View attachment 290543
Hello there,

I've used a lot of current transformers and if they are designed to output more than 1 volt they certainly do. I have one or two now that can easily light an LED. In the past i have used parts that can easily output 12 volts ac. It just depends on the design as to what it was intended to be used for.

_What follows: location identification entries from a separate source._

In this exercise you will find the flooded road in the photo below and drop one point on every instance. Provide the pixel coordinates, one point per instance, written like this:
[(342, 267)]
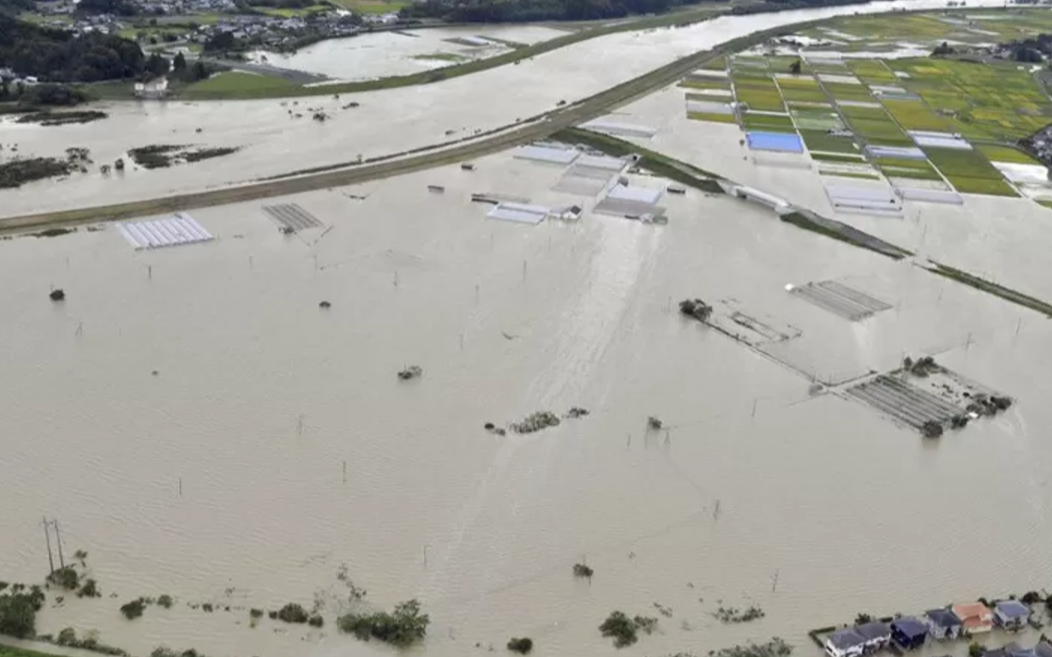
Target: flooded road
[(272, 141), (276, 446)]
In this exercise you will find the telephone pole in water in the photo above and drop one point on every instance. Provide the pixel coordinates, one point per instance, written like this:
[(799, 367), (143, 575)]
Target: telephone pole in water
[(47, 539), (58, 539)]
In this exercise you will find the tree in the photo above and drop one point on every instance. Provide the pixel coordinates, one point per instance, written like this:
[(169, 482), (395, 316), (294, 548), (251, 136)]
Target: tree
[(199, 72), (157, 64), (222, 41)]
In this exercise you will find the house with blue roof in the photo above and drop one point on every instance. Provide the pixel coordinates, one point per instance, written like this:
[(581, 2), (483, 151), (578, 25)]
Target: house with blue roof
[(943, 623), (909, 633), (1011, 614)]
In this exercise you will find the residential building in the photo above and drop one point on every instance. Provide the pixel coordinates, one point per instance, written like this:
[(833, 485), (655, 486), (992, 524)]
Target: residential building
[(975, 617), (944, 624), (845, 642), (876, 634), (909, 633)]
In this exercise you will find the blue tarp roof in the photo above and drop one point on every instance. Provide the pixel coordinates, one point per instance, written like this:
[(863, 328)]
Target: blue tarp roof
[(943, 618), (1013, 609), (873, 630), (910, 627)]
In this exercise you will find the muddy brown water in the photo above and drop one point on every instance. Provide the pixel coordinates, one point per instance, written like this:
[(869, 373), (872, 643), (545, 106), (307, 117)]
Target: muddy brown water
[(261, 396)]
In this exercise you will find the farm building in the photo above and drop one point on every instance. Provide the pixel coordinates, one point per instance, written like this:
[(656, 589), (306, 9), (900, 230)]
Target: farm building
[(876, 634), (845, 642), (943, 623), (909, 633), (975, 617), (1011, 614)]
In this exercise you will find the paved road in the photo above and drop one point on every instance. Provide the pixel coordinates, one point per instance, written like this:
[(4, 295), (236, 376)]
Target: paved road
[(552, 122)]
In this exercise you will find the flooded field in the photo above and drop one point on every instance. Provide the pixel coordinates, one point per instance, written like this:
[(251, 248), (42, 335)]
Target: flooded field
[(999, 239), (272, 141), (203, 429), (386, 54)]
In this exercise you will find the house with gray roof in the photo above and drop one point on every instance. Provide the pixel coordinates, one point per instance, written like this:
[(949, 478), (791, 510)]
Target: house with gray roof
[(845, 642), (943, 623), (1011, 614)]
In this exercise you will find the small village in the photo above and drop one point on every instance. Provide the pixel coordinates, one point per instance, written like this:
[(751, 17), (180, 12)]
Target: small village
[(999, 620)]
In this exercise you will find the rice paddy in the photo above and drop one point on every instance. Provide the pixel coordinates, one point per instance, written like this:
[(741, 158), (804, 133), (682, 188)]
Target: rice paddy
[(840, 104)]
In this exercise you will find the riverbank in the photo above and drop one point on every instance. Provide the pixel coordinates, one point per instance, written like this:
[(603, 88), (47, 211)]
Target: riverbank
[(676, 19)]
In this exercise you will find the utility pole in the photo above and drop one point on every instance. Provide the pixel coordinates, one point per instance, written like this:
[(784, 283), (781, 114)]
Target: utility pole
[(47, 539), (58, 539)]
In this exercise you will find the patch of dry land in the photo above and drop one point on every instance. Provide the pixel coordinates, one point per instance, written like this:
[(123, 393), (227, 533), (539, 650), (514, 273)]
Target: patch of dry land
[(205, 430), (999, 239), (385, 54), (274, 141)]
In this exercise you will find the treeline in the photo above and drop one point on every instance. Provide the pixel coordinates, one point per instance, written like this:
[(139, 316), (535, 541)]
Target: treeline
[(522, 11), (58, 56), (784, 5), (1032, 50)]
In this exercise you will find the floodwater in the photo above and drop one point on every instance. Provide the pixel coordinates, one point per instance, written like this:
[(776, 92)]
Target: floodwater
[(999, 239), (385, 54), (387, 122), (275, 446)]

Yes, the constant current idea is to allow us to think about these things in terms of output current, but of course there are always going to be limitations.

#### ronsimpson

Joined Oct 7, 2019
2,708
It just depends on the design as to what it was intended to be used for.
The CT he has is rated for 1V. It probably will not make more than 1.5V. My point is that, through a full wave bridge, it will not make 5V.

#### MrAl

Joined Jun 17, 2014
10,057
The CT he has is rated for 1V. It probably will not make more than 1.5V. My point is that, through a full wave bridge, it will not make 5V.
Oh ok, well that's no good then he needs a better component or some other ideas.

#### MisterBill2

Joined Jan 23, 2018
14,666
There are really cheap current transformers made for monitoring heater current, that are used with injection molding dies. They typically will light an LED and trigger a PLC input.